Prenons Léa, une jeune médecin généraliste tout droit issu de la Génération-Y (née entre 1980 et 1999) qui a terminé ses études de médecine il y a deux ans. Comme l’immense majorité des consœurs et confrères de sa génération, elle n’est pas encore installée et ne le fera pas avant plusieurs années. Comme eux, elle recherche avant tout de la flexibilité et de la liberté dans son exercice au quotidien. Comme eux, elle est pour le moment remplaçante et jongle entre deux et trois cabinets. Léa a vu l’arrivée de la télémédecine et souhaite tester ce nouveau mode d’exercice. D’ailleurs, elle fait un test ce soir.

Premier patient : Gabriel, 6 ans, 38.2° de fièvre et une douleur lancinante à l’oreille gauche. Sa mère lui dit qu’il fait souvent des otites et que leur médecin traitant lui donne habituellement des antibiotiques… « l’amoxi-quelquechose ». Mais Léa ne peut pas regarder dans l’oreille de Gabriel. Prendra-t-elle le risque de prescrire des antibiotiques sans pouvoir conclure médicalement ?

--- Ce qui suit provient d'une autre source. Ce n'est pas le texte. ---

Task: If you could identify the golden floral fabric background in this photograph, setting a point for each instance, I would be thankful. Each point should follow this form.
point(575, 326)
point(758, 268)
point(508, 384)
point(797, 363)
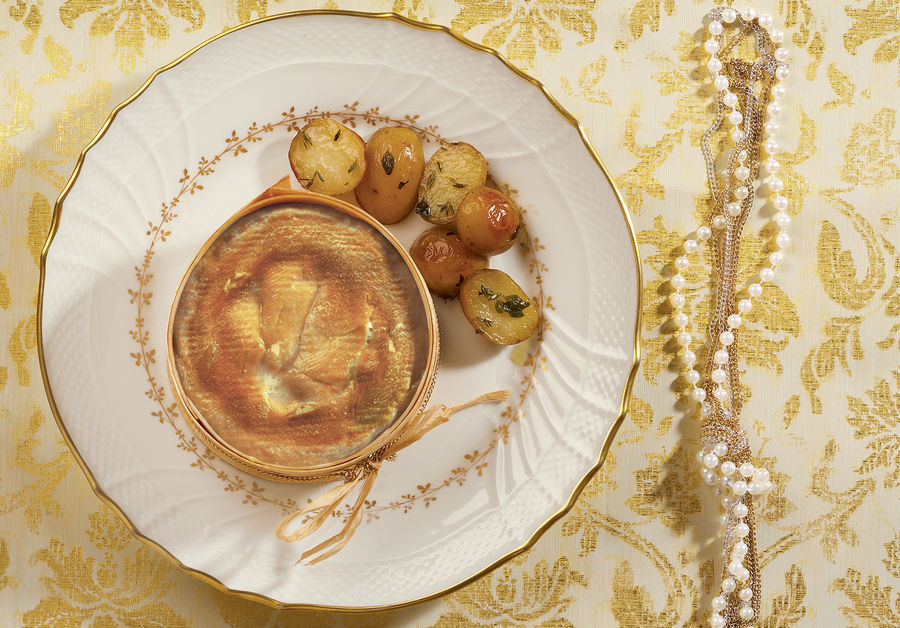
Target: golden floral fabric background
point(821, 351)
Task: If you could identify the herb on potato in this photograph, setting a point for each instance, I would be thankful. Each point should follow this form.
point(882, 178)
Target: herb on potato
point(387, 162)
point(513, 304)
point(307, 183)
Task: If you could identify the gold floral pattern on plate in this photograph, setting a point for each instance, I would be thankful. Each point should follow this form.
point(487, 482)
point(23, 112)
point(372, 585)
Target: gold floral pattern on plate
point(254, 493)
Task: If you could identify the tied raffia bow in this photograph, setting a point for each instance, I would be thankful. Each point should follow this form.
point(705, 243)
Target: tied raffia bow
point(363, 476)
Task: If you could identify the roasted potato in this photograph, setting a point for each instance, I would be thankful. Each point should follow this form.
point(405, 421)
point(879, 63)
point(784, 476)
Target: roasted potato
point(497, 307)
point(444, 262)
point(450, 173)
point(327, 157)
point(487, 221)
point(394, 164)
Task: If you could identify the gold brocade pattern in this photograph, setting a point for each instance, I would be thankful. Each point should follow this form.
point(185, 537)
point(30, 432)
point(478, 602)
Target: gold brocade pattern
point(821, 347)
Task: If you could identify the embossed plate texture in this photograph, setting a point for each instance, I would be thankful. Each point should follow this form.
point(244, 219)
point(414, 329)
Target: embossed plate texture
point(207, 134)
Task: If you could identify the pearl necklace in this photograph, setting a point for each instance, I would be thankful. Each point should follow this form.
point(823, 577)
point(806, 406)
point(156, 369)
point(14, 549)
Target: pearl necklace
point(735, 481)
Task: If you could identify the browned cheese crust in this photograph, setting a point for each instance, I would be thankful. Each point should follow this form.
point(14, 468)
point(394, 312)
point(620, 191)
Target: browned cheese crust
point(300, 335)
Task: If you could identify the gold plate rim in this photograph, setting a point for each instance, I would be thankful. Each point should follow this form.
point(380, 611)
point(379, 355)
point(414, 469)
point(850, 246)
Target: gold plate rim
point(258, 597)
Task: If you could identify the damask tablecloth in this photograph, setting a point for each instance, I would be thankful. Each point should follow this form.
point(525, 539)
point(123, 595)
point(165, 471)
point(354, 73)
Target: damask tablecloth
point(822, 352)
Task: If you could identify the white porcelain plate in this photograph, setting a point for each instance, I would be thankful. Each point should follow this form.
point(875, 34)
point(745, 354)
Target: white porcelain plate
point(209, 133)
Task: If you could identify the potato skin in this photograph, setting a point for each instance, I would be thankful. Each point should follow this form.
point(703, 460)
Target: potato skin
point(451, 172)
point(394, 164)
point(487, 221)
point(444, 261)
point(497, 307)
point(327, 157)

Deuxième patient : Thierry, 37 ans, consulte pour un mal de gorge carabiné : « C’est une angine docteur, j’en suis persuadé ! ». Mais derrière son écran, Léa ne peut pas faire son TDR (Test de Diagnostic Rapide) au cours duquel on vient frotter un petit bout de coton sur les amygdales des patients. Et si c’était un phlegmon amygdalien !?!? Aie… Comment savoir… ?

Troisième patient : Charlotte, 12 ans, 39,3° de fièvre avec de fortes douleurs abdominales. Elle ne vomit pas et n’a pas de diarrhée. D’ailleurs, elle n’a pas été à la selle depuis hier. Et ce n’est pas l’appendicite puisqu’elle en a déjà été opérée il y a 2 ans. Mais ne pourrait-elle pas avoir une occlusion sur bride ? Ce qui nécessiterait une prise en charge chirurgicale en urgence…

Ces trois cas cliniques peuvent ne relever d’aucunes pathologies graves, mais il se peut que ce soit tout le contraire. Et pour trancher, l’examen clinique du patient par un médecin sera INDISPENSABLE. Car regarder dans une oreille, examiner les amygdales ou poser la main sur un ventre, ça ne se fait pas encore par webcam interposée !

C’est la raison pour laquelle, si nous sommes persuadés que les nouvelles technologies rendront demain d’immenses services, aux patients comme aux médecins, il ne faut jamais perdre de vue qu’elles doivent être au service de la médecine et non l’inverse. Ainsi, chez docadom, nous valorisons le déplacement de nos médecins au domicile et l’examen minutieux de chacun de nos patients dans la journée.

L’écoute, l’empathie et l’examen clinique de nos patients sont des valeurs fondatrices pour notre service.

La médecine s’apprend, se pratique et progresse auprès des patients. Et c’est ce que nous valorisons avec docadom.